From Boundary Conflict to Defensive Planting: Drivers of Unplanned Eucalyptus Expansion on Croplands in South Wollo zone, Amhara Reginal State of Ethiopia
Cette étude révèle que malgré une sensibilisation généralisée aux impacts négatifs de l'eucalyptus sur la productivité agricole et l'harmonie sociale, les agriculteurs du Sud de Wollo, en Éthiopie, convertissent de plus en plus les terres cultivables en plantations d'eucalyptus, sous l'effet de la nécessité économique, des pénuries de main-d'œuvre et des stratégies de plantation défensives, une tendance significativement influencée par des facteurs démographiques et d'utilisation des terres qui nécessite des interventions politiques urgentes pour une diversification durable des moyens de subsistance.
Article original sous licence CC BY 4.0 (https://creativecommons.org/licenses/by/4.0/). Ceci est une explication générée par l'IA de l'article ci-dessous. Elle n'a pas été rédigée ni approuvée par les auteurs. Pour une précision technique, consultez l'article original. Lire la clause de non-responsabilité complète
La vue d'ensemble : Le bras de fer entre l'arbre et la nourriture
Imaginez un petit agriculteur en Éthiopie tenant un morceau de terre. Cette terre est comme une table de dîner partagée.
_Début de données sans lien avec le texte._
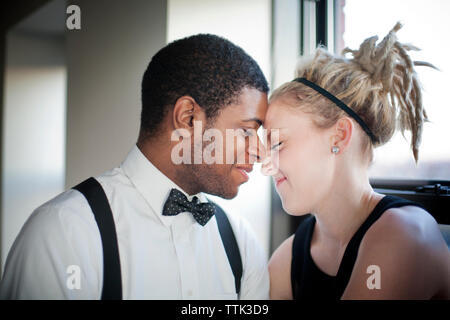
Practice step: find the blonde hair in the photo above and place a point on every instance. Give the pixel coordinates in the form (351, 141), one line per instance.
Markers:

D'un côté, il y a de la nourriture (des cultures comme le blé et le teff) qui nourrit la famille. De l'autre côté, il y a un arbre à croissance rapide appelé Eucalyptus.
Cet arbre est comme un colocataire gourmand. Il pousse incroyablement vite, fournit de l'argent lorsqu'il est vendu et donne du bois pour la construction. Cependant, il boit aussi toute l'eau, vole tous les nutriments du sol et projette une ombre allongée qui étouffe les cultures alimentaires.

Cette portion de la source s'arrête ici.